Pencuri Cyber Kini Gunakan Jaringan Tak Terlihat

Pencuri dunia maya menciptakan internet tak kasat mata untuk menghentikan upaya polisi memata-matai transaksi kejahatan dunia maya yang dilakukan di jaringan gelap. Alih-alih berdagang di pasar (biasa), para penjahat beralih ke forum obrolan “gated”, yaitu sebuah komunitas khusus undangan dan aplikasi terenkripsi Perubahan tersebut bisa mempersulit lembaga penegak hukum untuk menemukan dan melacak serangan, mereka memperingatkan. Peneliti juga menemukan peningkatan besar dalam serangan yang ditujukan pada perusahaan besar.

Studi baru ini dilakukan untuk menempatkan para peneliti yang menyamar ke dalam berbagai forum dan forum obrolan yang terjaga keamanannya di dark net. Dark net adalah bagian dari internet yang tidak dapat diakses oleh mesin pencari seperti Google, dan orang-orang memerlukan browser khusus untuk berkunjung.
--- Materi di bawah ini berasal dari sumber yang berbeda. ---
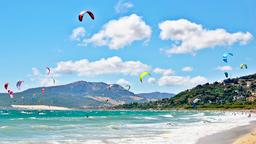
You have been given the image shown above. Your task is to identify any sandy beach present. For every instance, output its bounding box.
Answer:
[12,105,72,110]
[197,121,256,144]
[233,129,256,144]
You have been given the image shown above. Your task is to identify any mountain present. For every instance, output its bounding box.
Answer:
[136,92,175,100]
[116,74,256,109]
[0,81,174,108]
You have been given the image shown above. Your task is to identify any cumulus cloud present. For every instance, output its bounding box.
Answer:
[84,14,152,50]
[32,67,40,76]
[158,76,208,86]
[159,19,253,54]
[148,77,157,84]
[154,68,175,75]
[70,27,85,41]
[182,66,193,72]
[54,56,150,76]
[216,66,233,71]
[115,0,133,13]
[29,67,58,86]
[116,79,131,87]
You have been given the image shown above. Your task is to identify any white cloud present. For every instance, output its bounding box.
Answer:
[159,19,253,54]
[182,66,193,72]
[216,66,233,71]
[158,76,208,86]
[116,79,131,87]
[29,67,58,86]
[148,77,157,84]
[115,0,133,13]
[54,56,150,76]
[32,67,40,76]
[70,27,85,41]
[84,14,152,50]
[154,68,175,76]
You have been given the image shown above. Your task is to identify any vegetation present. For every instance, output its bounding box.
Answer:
[115,74,256,109]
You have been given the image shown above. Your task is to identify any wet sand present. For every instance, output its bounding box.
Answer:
[196,121,256,144]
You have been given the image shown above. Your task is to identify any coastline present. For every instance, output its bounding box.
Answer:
[233,129,256,144]
[196,121,256,144]
[11,105,72,110]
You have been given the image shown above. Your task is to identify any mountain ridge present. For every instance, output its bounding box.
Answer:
[0,81,174,108]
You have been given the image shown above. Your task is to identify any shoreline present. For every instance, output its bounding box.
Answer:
[196,121,256,144]
[11,105,73,110]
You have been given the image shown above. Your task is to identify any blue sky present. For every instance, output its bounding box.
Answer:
[0,0,256,93]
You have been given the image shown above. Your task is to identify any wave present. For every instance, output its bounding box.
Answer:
[161,114,173,118]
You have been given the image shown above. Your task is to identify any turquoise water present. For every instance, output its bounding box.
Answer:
[0,110,253,143]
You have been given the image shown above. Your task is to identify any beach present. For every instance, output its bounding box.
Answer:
[0,109,256,144]
[233,129,256,144]
[197,121,256,144]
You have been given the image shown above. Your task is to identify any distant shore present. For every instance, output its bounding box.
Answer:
[11,105,72,110]
[196,121,256,144]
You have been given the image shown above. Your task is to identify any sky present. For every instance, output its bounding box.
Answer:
[0,0,256,93]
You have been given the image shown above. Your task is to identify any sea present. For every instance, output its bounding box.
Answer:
[0,110,256,144]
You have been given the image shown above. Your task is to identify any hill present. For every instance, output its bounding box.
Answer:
[116,74,256,109]
[0,81,174,108]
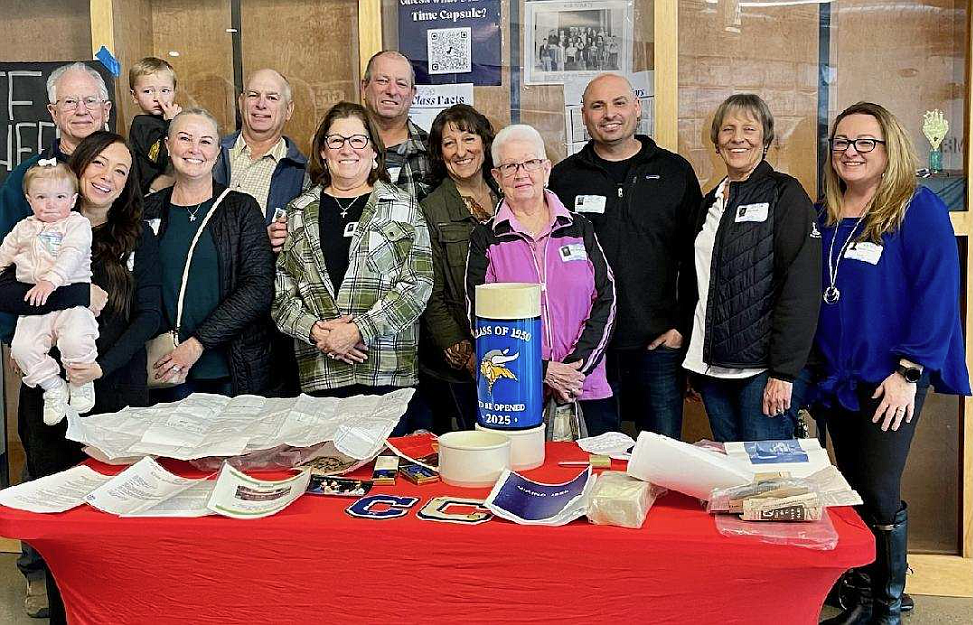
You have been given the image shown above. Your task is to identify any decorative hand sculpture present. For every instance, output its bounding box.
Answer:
[922,109,949,150]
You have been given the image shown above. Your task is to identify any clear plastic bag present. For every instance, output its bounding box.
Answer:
[716,509,838,551]
[544,397,588,442]
[587,471,668,529]
[189,441,372,475]
[706,477,820,514]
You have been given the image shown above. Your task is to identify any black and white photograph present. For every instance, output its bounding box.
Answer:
[523,0,633,85]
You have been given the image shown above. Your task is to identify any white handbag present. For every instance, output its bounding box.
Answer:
[145,189,230,388]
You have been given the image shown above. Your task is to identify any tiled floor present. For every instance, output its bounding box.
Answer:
[0,553,973,625]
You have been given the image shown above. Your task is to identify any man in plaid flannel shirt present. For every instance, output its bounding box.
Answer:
[361,50,432,202]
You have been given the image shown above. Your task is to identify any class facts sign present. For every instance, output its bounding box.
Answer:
[398,0,502,86]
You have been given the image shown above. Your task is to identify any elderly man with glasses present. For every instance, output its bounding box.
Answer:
[213,69,307,397]
[0,58,111,618]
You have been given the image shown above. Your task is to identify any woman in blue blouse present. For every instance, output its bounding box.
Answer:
[815,102,970,623]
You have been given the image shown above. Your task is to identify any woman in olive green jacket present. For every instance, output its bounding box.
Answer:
[419,104,499,432]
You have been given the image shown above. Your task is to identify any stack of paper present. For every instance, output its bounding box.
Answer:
[0,458,311,519]
[628,432,754,499]
[67,388,414,460]
[576,432,635,460]
[723,438,831,477]
[484,467,595,526]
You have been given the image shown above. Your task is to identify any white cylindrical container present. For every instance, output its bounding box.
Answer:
[478,423,544,471]
[473,282,544,432]
[439,430,512,488]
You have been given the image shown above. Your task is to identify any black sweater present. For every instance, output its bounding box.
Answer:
[0,227,162,414]
[550,135,703,349]
[145,183,275,395]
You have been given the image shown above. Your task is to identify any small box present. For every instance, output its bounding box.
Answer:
[372,456,399,486]
[399,464,439,484]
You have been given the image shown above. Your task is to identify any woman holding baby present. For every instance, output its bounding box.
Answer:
[0,132,161,623]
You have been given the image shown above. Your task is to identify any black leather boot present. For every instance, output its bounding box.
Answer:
[824,568,916,613]
[821,564,873,625]
[870,501,909,625]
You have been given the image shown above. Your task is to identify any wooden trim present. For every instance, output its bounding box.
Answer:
[358,0,382,83]
[949,211,973,237]
[950,3,973,560]
[654,0,679,152]
[90,0,118,57]
[905,553,973,597]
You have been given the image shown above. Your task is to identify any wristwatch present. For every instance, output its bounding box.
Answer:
[895,363,922,384]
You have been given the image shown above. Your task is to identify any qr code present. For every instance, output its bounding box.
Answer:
[426,28,473,74]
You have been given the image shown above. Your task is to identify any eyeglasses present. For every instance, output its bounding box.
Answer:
[324,135,368,150]
[497,158,547,178]
[831,138,885,154]
[54,95,104,110]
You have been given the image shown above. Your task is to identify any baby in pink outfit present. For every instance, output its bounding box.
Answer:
[0,159,98,425]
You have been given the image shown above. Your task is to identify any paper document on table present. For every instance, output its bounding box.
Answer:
[85,458,211,514]
[628,432,754,499]
[67,388,415,460]
[576,432,635,456]
[723,438,831,477]
[484,467,595,526]
[207,463,311,519]
[121,480,216,517]
[0,465,112,512]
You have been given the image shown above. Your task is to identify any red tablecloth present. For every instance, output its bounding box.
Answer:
[0,444,874,625]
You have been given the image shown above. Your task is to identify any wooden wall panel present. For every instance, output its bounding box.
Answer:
[829,0,969,554]
[149,0,236,133]
[109,0,152,136]
[676,0,818,197]
[241,0,359,154]
[0,0,91,61]
[830,0,969,170]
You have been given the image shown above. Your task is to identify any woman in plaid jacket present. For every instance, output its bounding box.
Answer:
[273,102,433,431]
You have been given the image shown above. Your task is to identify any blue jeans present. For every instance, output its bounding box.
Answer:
[578,397,621,436]
[410,372,477,434]
[606,346,686,439]
[693,371,797,443]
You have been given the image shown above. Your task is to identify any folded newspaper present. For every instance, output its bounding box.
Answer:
[484,467,595,526]
[0,458,311,519]
[67,388,415,460]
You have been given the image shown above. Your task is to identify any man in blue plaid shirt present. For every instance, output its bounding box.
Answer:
[361,50,431,202]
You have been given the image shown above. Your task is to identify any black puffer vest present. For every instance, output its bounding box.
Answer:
[696,161,821,380]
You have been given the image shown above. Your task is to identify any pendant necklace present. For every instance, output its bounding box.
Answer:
[822,211,868,304]
[331,195,361,219]
[186,202,203,221]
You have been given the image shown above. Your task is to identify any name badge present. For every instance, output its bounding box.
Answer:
[845,241,885,265]
[733,202,770,223]
[558,243,588,263]
[574,195,605,215]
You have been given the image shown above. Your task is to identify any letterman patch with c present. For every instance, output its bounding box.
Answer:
[416,497,493,525]
[345,495,419,520]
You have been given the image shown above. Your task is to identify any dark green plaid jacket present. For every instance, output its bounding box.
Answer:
[273,181,433,392]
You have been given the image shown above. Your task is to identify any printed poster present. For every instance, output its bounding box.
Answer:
[398,0,503,87]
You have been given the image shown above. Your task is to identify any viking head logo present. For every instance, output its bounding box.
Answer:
[480,349,520,395]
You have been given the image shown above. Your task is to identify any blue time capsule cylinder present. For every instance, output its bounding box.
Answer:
[473,282,544,430]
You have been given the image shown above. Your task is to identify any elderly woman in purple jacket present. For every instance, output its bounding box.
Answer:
[466,124,619,436]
Dark net yang paling terkenal diakses melalui browser Tor.

Dr Mike McGuire, seorang kriminolog dari University of Surrey, yang memimpin proyek tersebut mengatakan bahwa upaya yang berhasil oleh polisi untuk menyusup ke pasar jaringan gelap serta penggeledahan yang membuat  kebanyakan dari penjahat tutup, telah mendorong peretas untuk mengadopsi cara komunikasi yang lebih aman.

Sementara gerombolan penjahat masih aktif di pasar-pasar yang dapat diakses publik, kata Dr McGuire, setiap percakapan tentang target dan taktik langsung dipindahkan ke aplikasi yang aman seperti Telegram atau forum terpisah dan ruang obrolan. Hal ini menjadi seperti internet yang tidak terlihat dan mengkhawatirkan penegakan hukum.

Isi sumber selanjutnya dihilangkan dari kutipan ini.